"And so we have to change the business model. And then we don't need to have net neutrality..."
There are two general models followed in the Internet service business, usage-based and unlimited. Under the usage-based model a customer purchases an allotted amount of data that is permitted to flow through his connection every month; very similar to typical wireless phone service (voice only). Once the limit for a month has been reached, much like your wireless phone service, the customer is charged for the excess data transerred over his connection. The usage-based model is used by larger business customers, institutions, web hosting companies, and web service companies (like Google and Yahoo).
Consumers' access to the Internet, on the other hand, mostly follows the unlimited model. Using this model the average consumer pays a flat, monthly fee (it may vary by level of "speed") for access to an unlimited amount of data usage. And until recently this model has worked. Consumers received a speedy connection and the ISPs earned enough of a margin to fund improvements to their networks, which were being increasingly taxed by usage-based customers.
What happened? Youtube, Skype, Google Docs, DropBox, iTunes, [Insert data-rich web service here] happened. Consumer Internet traffic transformed from text, images and email to movies, music, documents and video chats. Did the unlimited data model change? Nope.
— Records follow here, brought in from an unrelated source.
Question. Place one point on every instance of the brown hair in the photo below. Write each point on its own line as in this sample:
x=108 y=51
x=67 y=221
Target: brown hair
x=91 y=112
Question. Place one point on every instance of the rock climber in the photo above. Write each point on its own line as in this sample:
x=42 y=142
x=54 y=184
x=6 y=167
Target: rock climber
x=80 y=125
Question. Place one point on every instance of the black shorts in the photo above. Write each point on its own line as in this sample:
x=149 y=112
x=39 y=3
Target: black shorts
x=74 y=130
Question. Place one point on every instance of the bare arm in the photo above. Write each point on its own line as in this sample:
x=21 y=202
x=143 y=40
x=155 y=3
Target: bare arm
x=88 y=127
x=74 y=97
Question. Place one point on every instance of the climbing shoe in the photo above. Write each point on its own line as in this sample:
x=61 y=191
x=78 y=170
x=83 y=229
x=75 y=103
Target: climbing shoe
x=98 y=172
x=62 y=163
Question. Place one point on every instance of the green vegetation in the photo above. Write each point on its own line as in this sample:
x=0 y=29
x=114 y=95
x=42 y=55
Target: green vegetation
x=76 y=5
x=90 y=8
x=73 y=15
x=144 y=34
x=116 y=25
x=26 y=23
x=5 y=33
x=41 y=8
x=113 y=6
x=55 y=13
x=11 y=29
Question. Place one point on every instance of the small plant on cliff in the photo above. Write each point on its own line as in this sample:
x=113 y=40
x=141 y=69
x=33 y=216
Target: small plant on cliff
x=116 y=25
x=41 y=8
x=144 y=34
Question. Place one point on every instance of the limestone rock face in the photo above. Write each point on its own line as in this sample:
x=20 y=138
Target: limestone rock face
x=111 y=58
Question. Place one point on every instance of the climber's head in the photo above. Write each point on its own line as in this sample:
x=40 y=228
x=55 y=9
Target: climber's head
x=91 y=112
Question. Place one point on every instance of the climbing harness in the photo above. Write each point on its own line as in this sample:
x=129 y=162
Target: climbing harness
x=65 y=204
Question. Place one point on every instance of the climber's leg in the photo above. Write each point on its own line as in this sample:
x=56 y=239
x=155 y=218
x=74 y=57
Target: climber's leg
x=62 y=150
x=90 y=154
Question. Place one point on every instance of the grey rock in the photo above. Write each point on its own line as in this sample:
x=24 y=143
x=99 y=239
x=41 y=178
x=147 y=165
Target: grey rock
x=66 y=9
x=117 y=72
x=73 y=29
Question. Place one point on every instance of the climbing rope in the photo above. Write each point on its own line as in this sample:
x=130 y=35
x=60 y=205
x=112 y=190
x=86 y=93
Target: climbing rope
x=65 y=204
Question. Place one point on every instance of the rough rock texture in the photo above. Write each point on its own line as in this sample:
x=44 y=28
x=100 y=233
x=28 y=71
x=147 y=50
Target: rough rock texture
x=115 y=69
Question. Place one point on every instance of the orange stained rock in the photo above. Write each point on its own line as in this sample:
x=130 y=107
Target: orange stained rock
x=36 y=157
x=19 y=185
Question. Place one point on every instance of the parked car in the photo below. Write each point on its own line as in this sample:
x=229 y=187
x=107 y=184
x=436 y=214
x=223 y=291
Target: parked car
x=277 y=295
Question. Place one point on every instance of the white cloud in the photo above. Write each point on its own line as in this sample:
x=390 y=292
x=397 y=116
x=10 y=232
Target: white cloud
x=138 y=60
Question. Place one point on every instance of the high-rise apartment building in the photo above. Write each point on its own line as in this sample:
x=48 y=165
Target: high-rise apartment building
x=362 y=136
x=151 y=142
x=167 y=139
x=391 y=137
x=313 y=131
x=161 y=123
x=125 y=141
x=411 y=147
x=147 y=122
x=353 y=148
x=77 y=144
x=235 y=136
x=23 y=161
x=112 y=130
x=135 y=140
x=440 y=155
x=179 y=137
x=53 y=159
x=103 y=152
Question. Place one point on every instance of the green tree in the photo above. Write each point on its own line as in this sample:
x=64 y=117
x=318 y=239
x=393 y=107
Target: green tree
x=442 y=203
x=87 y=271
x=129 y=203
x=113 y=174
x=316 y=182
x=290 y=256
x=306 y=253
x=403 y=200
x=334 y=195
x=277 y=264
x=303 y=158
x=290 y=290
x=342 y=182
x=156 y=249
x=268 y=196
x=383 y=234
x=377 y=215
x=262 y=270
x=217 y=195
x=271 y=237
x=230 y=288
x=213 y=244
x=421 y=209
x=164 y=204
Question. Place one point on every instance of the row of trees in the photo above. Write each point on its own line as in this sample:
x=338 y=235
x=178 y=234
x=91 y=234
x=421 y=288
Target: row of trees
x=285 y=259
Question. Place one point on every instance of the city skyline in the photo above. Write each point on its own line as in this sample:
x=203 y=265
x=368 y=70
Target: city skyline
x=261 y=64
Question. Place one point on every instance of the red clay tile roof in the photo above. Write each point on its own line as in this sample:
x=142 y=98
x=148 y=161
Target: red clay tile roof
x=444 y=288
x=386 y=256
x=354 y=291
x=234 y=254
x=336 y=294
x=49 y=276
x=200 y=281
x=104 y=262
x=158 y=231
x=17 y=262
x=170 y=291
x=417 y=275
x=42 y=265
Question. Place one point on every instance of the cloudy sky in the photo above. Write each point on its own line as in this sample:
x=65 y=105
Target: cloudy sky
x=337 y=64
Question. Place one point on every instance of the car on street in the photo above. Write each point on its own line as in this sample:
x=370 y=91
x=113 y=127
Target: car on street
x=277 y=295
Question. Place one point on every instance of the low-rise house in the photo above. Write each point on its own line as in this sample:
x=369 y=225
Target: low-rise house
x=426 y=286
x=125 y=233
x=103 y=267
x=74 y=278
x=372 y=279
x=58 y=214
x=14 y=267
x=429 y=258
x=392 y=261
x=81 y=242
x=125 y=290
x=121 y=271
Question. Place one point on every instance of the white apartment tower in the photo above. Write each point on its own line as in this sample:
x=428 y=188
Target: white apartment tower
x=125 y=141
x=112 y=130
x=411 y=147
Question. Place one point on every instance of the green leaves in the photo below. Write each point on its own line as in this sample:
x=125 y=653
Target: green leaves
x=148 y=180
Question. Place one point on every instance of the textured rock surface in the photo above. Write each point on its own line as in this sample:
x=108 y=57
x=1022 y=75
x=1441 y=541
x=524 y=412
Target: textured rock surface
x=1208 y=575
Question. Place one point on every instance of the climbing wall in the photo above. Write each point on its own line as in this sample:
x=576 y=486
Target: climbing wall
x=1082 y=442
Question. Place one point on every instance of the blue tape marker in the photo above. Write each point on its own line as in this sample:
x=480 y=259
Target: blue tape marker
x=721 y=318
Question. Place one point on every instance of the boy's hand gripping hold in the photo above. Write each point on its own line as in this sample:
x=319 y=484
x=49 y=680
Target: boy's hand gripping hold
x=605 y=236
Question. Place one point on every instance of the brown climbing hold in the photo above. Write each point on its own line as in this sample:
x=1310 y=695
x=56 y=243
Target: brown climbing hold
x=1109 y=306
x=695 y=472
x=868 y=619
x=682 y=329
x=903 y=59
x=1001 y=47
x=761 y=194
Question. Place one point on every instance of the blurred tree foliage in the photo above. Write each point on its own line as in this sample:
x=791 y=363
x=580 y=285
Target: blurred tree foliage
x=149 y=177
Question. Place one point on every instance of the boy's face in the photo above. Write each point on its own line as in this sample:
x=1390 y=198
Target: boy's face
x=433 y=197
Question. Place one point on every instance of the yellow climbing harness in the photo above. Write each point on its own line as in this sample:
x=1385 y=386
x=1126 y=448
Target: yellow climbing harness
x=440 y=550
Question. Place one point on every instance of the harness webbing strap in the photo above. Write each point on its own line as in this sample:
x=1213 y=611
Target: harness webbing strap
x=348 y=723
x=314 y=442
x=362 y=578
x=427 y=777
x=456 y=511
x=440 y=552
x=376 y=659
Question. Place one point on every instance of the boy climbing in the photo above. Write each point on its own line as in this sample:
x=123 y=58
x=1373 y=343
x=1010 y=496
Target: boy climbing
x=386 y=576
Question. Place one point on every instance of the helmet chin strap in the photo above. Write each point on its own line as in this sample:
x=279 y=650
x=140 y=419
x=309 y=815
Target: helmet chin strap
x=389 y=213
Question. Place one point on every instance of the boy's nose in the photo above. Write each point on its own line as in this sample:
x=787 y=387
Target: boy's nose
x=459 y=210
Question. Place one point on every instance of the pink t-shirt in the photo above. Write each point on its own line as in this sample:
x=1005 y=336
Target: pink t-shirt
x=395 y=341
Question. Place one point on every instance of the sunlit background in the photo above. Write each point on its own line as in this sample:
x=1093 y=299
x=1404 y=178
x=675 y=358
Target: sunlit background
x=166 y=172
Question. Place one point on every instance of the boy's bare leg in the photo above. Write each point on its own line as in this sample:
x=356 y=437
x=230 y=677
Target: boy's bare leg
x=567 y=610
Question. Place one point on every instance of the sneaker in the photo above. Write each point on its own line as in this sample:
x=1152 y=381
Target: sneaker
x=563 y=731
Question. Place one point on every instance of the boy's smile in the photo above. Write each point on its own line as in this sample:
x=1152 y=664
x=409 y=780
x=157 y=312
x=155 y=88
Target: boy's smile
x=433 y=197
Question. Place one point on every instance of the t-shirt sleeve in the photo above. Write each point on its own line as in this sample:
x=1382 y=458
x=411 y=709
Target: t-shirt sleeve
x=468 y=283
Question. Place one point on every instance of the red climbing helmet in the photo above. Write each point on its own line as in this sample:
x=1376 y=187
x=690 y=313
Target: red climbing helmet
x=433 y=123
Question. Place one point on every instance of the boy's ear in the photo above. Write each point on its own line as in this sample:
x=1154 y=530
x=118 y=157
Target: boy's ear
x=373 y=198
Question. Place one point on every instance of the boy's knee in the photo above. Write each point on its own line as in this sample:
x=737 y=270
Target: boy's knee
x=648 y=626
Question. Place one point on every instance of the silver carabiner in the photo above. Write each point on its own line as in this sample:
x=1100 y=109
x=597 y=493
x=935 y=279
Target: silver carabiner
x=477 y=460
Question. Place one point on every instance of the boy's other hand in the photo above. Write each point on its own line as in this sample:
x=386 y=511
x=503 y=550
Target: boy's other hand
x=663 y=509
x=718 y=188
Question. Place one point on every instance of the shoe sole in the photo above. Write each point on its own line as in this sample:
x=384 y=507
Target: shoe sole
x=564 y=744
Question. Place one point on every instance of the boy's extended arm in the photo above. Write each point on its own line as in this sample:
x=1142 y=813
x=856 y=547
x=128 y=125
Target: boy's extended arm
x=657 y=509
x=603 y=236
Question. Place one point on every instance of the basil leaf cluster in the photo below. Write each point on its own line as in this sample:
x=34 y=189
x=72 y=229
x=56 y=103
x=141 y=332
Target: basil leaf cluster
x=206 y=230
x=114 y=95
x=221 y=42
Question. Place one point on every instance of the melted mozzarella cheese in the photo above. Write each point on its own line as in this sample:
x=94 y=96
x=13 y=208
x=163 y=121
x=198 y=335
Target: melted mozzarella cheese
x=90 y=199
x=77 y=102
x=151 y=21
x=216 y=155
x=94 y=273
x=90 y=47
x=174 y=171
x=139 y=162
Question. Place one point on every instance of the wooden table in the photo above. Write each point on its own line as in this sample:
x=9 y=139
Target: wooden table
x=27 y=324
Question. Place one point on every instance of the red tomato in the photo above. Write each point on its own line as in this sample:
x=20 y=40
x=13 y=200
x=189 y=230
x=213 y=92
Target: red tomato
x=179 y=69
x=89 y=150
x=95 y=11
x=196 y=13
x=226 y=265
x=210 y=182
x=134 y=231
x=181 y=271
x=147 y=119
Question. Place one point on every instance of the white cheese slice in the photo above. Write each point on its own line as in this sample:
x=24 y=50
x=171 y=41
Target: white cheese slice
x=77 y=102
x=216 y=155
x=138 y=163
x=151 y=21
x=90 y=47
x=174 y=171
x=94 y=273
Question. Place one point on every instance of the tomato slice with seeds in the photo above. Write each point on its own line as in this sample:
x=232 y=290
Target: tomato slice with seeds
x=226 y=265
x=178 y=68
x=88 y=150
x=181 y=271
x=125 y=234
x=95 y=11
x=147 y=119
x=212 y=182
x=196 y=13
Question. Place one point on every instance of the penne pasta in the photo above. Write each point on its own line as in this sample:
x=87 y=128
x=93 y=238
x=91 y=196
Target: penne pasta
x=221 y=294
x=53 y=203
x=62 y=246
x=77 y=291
The net neutrality debate could quickly fade away if the business model serving the consumers were to change. Think about it, if consumers were to pay for their access based on actual usage ISPs would not have any incentive to throttle access to high-traffic, data-rich sites as those sites would become revenue producers. On the consumer end of things, low data users could see their access costs drop and regions with high-data users could see improvements to network infrastructure as the ISPs work to make it easier for you to use more data.